Colleges don’t like rejection any more than students do. This is why applying Early Decision can boost a student’s prospects for admission. It’s also why demonstrated interest has become a factor in admission decisions at many schools. If you submit an application but have had no contact with the college, admissions officers will wonder if you are serious about their school. It’s like if a guy who’s always ignored you suddenly asks you out. You could be pleasantly surprised that he likes you, but you might also question his motives.
Nobody wants to risk disappointment. Students often ask whether they can apply to colleges now and then visit the schools in the spring, after they have received admission decisions. They don’t want to fall in love with colleges that may turn them down. The problem is that if you don’t visit a school, especially one that is within easy driving distance, and if you don’t find other ways to demonstrate interest, you may end up with the disappointment you are trying to avoid, when you are wait-listed because admissions officers think your intentions are not serious.
The Common Application makes it easy for students to apply to more colleges. When a college joins the Common Application, it typically gets a boost in applications. Many colleges benefit from the increase in applications, as they can then admit fewer students and be seen as more selective and desirable. The downside for colleges is that they receive frivolous applications from students who are applying because it’s easy, they are worried they won’t get into their favorite colleges and they want to be sure to have choices in the spring. But colleges won’t look so desirable if their yield, or the number of students who accept an admission offer, is low. So admissions officers look for evidence that you are truly interested in their school. A well-qualified student who is not seen as likely to matriculate may end up wait-listed so that the school isn’t wasting an offer and risking a lower yield.
Many colleges track prospective applicants, noting every contact with the admissions office. They also know whether you open the email they send you, as well as how much time you spend on their website, including which parts of the website you visit (academics, student life, virtual tour, etc).
That doesn’t mean you should start emailing the admissions office at Harvard every week. The Ivies and other elite schools don’t need to be reassured that you really like them. Most public universities also don’t consider demonstrated interest in admission decisions. But for schools that not super-selective, attending a local reception, meeting the admissions officer who visits your high school, and having an interview can boost your prospects for admission.

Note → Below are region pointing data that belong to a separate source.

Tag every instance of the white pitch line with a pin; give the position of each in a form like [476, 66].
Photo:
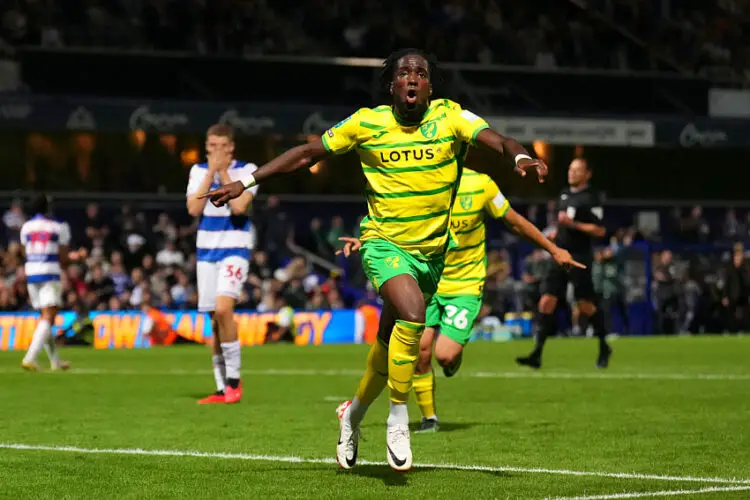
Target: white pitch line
[336, 399]
[292, 459]
[357, 373]
[665, 493]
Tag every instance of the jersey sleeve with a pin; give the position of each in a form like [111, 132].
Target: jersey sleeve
[497, 204]
[64, 234]
[196, 177]
[343, 136]
[466, 125]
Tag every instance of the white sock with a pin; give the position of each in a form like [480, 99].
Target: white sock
[357, 411]
[220, 371]
[399, 415]
[38, 341]
[232, 359]
[51, 347]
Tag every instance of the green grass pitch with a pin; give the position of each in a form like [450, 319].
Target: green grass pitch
[669, 418]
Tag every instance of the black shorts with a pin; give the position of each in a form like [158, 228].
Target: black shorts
[557, 279]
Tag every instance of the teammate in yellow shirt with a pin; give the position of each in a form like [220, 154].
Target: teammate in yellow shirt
[412, 152]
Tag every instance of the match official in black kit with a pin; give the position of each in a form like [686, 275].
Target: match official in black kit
[579, 218]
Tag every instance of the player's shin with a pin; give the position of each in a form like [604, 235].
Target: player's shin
[372, 383]
[545, 328]
[220, 372]
[38, 341]
[424, 393]
[230, 345]
[403, 351]
[599, 326]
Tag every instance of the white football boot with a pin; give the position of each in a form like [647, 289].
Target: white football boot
[348, 445]
[398, 443]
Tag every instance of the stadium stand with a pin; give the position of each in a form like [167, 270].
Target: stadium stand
[707, 37]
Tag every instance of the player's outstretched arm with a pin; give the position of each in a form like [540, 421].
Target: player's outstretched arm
[296, 158]
[521, 225]
[512, 148]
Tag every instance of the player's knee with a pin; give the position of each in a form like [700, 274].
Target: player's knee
[547, 304]
[413, 315]
[446, 358]
[223, 314]
[586, 307]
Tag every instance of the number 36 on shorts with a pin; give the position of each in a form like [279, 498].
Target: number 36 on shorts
[454, 315]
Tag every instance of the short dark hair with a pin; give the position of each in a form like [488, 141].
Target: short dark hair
[586, 163]
[389, 66]
[221, 130]
[39, 204]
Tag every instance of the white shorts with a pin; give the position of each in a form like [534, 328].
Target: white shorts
[220, 279]
[48, 294]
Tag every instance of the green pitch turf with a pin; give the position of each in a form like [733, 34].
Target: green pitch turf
[671, 416]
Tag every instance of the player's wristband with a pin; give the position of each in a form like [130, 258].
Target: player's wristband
[521, 156]
[249, 181]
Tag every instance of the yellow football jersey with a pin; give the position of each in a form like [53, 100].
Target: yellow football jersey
[412, 171]
[466, 264]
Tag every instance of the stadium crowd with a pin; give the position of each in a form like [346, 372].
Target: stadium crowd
[556, 33]
[133, 262]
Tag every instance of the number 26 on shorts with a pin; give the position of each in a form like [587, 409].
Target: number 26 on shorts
[231, 272]
[456, 317]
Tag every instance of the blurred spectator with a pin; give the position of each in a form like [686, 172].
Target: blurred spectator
[732, 229]
[170, 256]
[335, 232]
[736, 293]
[314, 240]
[695, 228]
[666, 297]
[705, 37]
[13, 219]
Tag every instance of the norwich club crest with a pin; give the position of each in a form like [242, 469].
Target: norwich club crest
[429, 129]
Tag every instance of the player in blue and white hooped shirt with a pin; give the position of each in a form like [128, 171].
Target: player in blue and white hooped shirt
[46, 244]
[225, 238]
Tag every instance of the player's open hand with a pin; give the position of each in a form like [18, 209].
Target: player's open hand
[564, 259]
[221, 195]
[351, 245]
[524, 165]
[564, 219]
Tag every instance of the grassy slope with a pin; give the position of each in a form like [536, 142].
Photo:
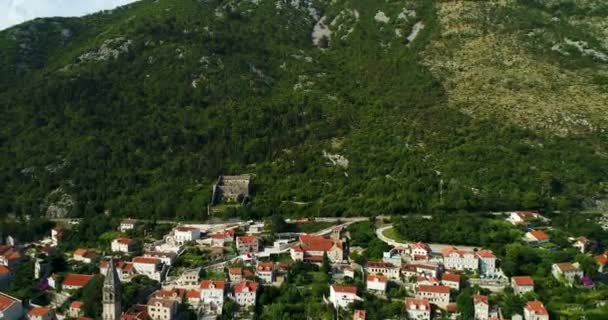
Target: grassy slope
[139, 139]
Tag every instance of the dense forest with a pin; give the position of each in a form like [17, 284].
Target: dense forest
[136, 111]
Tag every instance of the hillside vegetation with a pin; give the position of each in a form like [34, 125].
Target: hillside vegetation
[341, 107]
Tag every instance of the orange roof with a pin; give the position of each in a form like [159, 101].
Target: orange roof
[409, 302]
[6, 301]
[359, 315]
[485, 254]
[537, 307]
[77, 280]
[38, 312]
[344, 289]
[218, 284]
[379, 278]
[523, 280]
[240, 287]
[539, 235]
[247, 239]
[435, 289]
[453, 277]
[265, 266]
[145, 260]
[480, 298]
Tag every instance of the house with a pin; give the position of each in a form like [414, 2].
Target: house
[168, 258]
[376, 282]
[184, 234]
[567, 271]
[312, 248]
[535, 310]
[10, 256]
[84, 255]
[6, 276]
[125, 270]
[56, 235]
[123, 244]
[359, 315]
[602, 260]
[127, 224]
[162, 309]
[380, 267]
[11, 308]
[524, 217]
[451, 280]
[245, 293]
[418, 309]
[212, 295]
[75, 281]
[235, 274]
[581, 243]
[75, 309]
[522, 284]
[456, 259]
[481, 306]
[41, 313]
[152, 268]
[487, 262]
[536, 237]
[265, 271]
[342, 296]
[247, 244]
[439, 295]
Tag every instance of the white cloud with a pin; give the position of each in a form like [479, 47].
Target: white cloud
[13, 12]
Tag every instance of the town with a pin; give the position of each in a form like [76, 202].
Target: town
[229, 270]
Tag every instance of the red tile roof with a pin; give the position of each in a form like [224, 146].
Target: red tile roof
[434, 289]
[240, 287]
[38, 312]
[537, 307]
[523, 280]
[77, 280]
[379, 278]
[145, 260]
[247, 239]
[539, 235]
[344, 289]
[218, 284]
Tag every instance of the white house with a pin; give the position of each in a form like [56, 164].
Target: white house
[567, 271]
[535, 310]
[376, 282]
[265, 271]
[152, 268]
[212, 295]
[122, 244]
[487, 262]
[481, 306]
[418, 309]
[11, 308]
[385, 268]
[522, 284]
[184, 234]
[454, 258]
[439, 295]
[342, 296]
[245, 293]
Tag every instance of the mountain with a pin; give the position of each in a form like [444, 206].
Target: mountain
[338, 107]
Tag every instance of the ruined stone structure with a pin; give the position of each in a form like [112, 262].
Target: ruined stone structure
[231, 189]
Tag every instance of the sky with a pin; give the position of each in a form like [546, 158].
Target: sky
[13, 12]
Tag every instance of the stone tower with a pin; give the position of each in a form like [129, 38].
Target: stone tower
[112, 309]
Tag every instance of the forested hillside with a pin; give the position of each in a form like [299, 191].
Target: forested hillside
[342, 107]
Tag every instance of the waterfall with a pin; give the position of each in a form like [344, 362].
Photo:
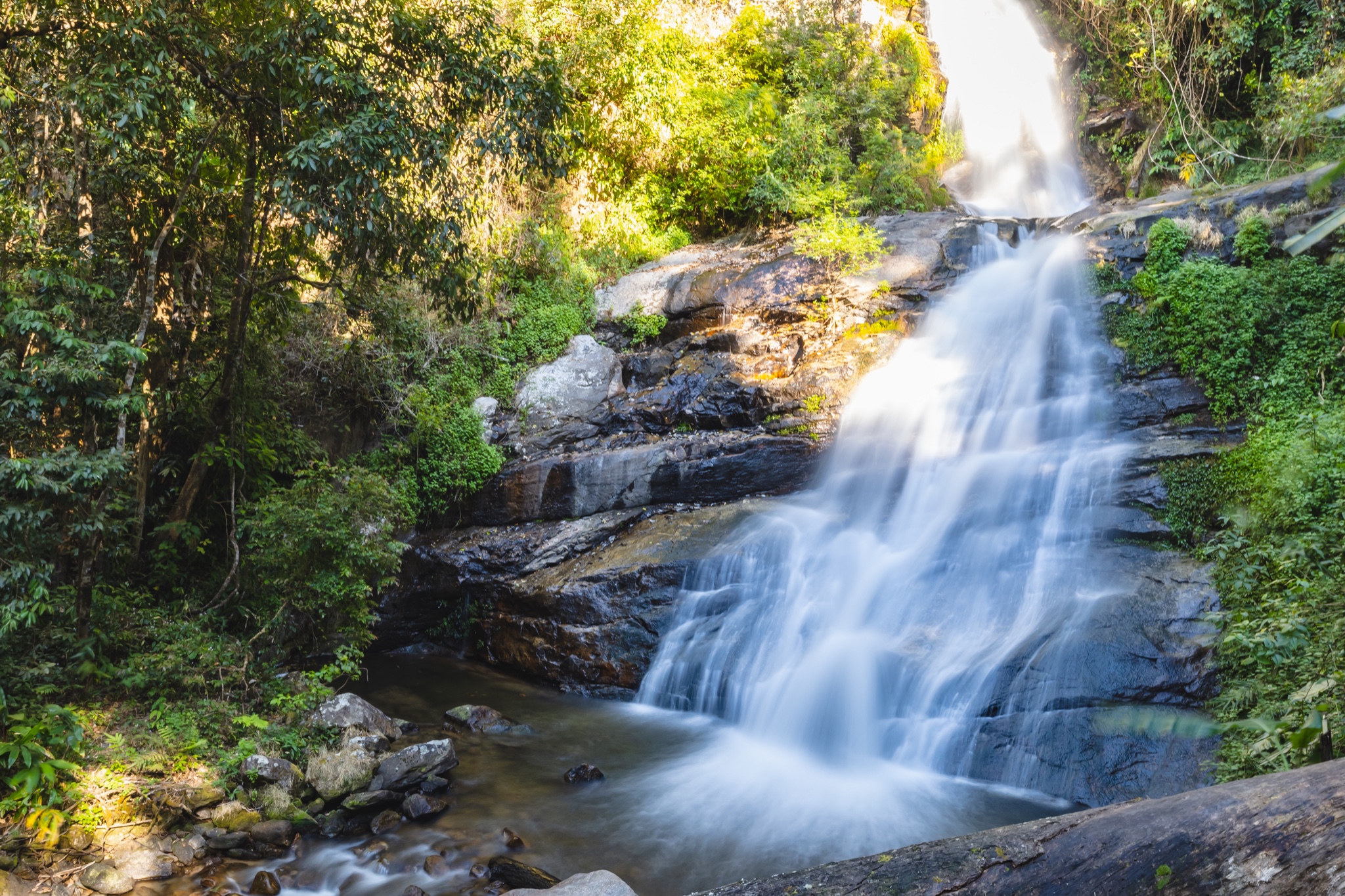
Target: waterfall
[856, 633]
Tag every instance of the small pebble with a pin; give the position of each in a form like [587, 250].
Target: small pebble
[264, 884]
[583, 773]
[385, 821]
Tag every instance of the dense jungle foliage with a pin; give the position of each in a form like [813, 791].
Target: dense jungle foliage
[1265, 339]
[1224, 92]
[259, 259]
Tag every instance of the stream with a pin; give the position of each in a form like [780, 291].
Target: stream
[830, 671]
[662, 770]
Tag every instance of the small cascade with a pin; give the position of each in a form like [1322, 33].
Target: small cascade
[862, 631]
[1003, 96]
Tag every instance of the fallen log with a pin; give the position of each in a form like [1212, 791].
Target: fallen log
[1282, 833]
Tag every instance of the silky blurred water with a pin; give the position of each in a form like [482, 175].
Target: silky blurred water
[651, 758]
[820, 689]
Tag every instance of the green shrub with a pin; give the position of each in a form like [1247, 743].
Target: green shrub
[843, 245]
[1252, 242]
[1166, 246]
[318, 551]
[642, 327]
[455, 458]
[1270, 512]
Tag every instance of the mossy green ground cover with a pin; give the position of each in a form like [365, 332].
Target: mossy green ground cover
[1270, 513]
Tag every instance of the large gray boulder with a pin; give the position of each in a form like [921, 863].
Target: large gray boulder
[276, 771]
[408, 767]
[347, 710]
[335, 773]
[573, 385]
[596, 883]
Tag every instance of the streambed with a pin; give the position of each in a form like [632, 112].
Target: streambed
[686, 803]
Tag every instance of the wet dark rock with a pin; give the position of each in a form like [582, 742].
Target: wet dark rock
[676, 469]
[517, 875]
[385, 821]
[373, 744]
[264, 884]
[583, 773]
[1116, 232]
[410, 766]
[229, 842]
[334, 824]
[1274, 834]
[433, 785]
[256, 852]
[370, 851]
[372, 800]
[420, 806]
[581, 543]
[482, 720]
[278, 832]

I’m not suggesting you declare your undying love for a school you really don’t want to attend. That kind of cynical manipulation is dishonest. But when you make a genuine effort to learn about a school, by spending time on the website, engaging in conversation with admissions officers, or visiting the college, you are demonstrating interest as well as making sure the school is a good match and preparing to make your best case in the application.
Even though the most selective schools do not track every contact you have with the college, admissions officers will be evaluating whether you are a good fit for the school. I recently attended a counselor conference at a highly selective university. Every year, before admissions officers begin reading applications, they have a three day retreat, where they discuss the mission of the university. If admissions officers are concerned with the mission of the school, you should be too. Read the mission statement and think about how your goals and values align with those of a college before you complete an application for that school. Clarifying your interests and goals will help you make sure that school is right for you, as well as enable you to tailor your application to that school, and that is how you demonstrate your genuine interest.
If your goal is to study engineering but you also love dance, and you have spent many hours tutoring children in an after-school program, when you find a school that offers these programs, you can make a compelling case for admission. If you have researched University of Southern California, you will know that the school makes it possible for engineering students to minor in dance, and that the Joint Educational Project (JEP) offers volunteer opportunities in local schools. Citing these reasons for applying to USC will set you apart from the thousands of students who write about the University’s outstanding educational opportunities in an exciting urban environment.
Some students think they just need to attend an information session or visit a college campus and they have demonstrated their interest, but the time and thought you put into the application is the most important way to show that are a serious candidate. When you provide specific reasons that you and a school are a match, and give evidence that you will benefit from and contribute to that college community, you make a compelling case for admission.